Immunohistochemical studies using the immediate early gene product c-Fos as a marker of neuronal activation showed that peripherally applied amylin not only activates the AP, but also the nucleus of the solitary tract (NTS), the lateral parabrachial nucleus (LPB), the central amygdaloid nucleus (Ce) and the lateral subdivisions of the bed nucleus of the stria terminalis (BSTL) (Rowland et al., 1997, Riediger et al., 2004). These brain structures are part of the central gustatory/enteroceptive systems and are mutually interconnected and linked to the hypothalamus, the main integrative center for the control of energy balance (Saper, 2002). Since the amylin-induced c-Fos response in the NTS, LPB and Ce was markedly attenuated in AP-lesioned rats, activation of these neurons seems to be synaptically mediated and secondary to an action of amylin on AP neurons (Rowland and Richmond, 1999, Riediger et al., 2004).

It has been shown that amylin affects hypothalamic centers involved in the control of eating. Amylin and its receptor agonist, salmon calcitonin, decrease the mRNA expression of orexigenic peptides orexin and melanin concentrating hormone (MCH) in the lateral hypothalamic area (LHA) (Barth et al., 2003). In a recent study, we identified a particular group of fasting-activated neurons of unknown neurochemical phenotype that are arranged as a cluster in a defined rostro-dorsal subregion of the LHA, which is termed dLHA in the current work (Riediger et al., 2004). The fasting-induced c-Fos expression in dLHA neurons was attenuated both by refeeding and also by injecting amylin in rats that had no access to food (Riediger et al., 2004). Since amylin administration alone was sufficient to partly reverse the fasting-induced dLHA activation, exogenously applied amylin seems to mimic the ingestion of food, as far as the inhibitory impact on dLHA neurons is concerned. A direct inhibitory influence of amylin on these dLHA neurons is unlikely because the entire LHA is devoid of amylin binding sites (Beaumont et al., 1993, Sexton et al., 1994, van Rossum et al., 1994). Therefore, we hypothesize that the dLHA receives input from amylin-activated neurons of the AP-NTS-LPB-Ce-BSTL axis.
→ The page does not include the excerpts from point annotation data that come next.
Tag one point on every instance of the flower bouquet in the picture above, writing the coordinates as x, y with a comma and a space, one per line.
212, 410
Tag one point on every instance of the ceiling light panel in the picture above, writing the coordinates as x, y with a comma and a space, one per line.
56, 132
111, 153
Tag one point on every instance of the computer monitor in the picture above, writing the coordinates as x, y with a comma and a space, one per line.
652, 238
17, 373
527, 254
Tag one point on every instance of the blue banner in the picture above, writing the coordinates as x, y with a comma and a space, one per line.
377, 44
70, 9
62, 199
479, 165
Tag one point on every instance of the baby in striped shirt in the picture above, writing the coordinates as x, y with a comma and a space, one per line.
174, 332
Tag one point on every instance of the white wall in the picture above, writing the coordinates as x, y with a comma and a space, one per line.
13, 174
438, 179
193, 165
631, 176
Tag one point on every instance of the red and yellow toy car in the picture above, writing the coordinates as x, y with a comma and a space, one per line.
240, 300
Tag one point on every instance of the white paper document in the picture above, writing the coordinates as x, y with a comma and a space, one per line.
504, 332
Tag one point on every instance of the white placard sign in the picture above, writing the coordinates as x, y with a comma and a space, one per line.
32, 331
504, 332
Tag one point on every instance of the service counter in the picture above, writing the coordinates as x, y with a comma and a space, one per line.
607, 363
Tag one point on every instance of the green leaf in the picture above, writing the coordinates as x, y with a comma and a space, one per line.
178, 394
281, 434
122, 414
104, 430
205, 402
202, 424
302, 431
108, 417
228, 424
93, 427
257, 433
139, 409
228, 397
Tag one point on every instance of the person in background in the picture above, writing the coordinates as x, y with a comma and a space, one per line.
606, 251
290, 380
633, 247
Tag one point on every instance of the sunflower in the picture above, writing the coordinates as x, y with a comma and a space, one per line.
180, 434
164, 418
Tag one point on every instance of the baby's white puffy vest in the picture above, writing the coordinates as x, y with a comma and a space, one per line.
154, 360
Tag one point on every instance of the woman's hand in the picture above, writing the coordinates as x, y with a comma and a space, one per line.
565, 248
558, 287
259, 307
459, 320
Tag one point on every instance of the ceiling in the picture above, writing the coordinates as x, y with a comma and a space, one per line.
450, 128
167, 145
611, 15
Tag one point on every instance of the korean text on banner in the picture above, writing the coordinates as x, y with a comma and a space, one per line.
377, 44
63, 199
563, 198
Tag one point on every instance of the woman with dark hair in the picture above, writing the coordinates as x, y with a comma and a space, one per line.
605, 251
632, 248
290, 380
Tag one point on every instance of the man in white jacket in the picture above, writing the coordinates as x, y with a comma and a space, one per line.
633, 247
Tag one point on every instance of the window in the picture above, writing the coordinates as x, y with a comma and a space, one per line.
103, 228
Using retrograde (cholera toxin B, Ctb) and anterograde (biotinylated dextran-amine, BDA) tracing approaches in adult rats, we sought to investigate whether amylin-activated neurons project to the dLHA. To test this we correlated amylin- and fasting-induced c-Fos expression with tracer labeling resulting from local tracer microinjection into the investigated brain nuclei.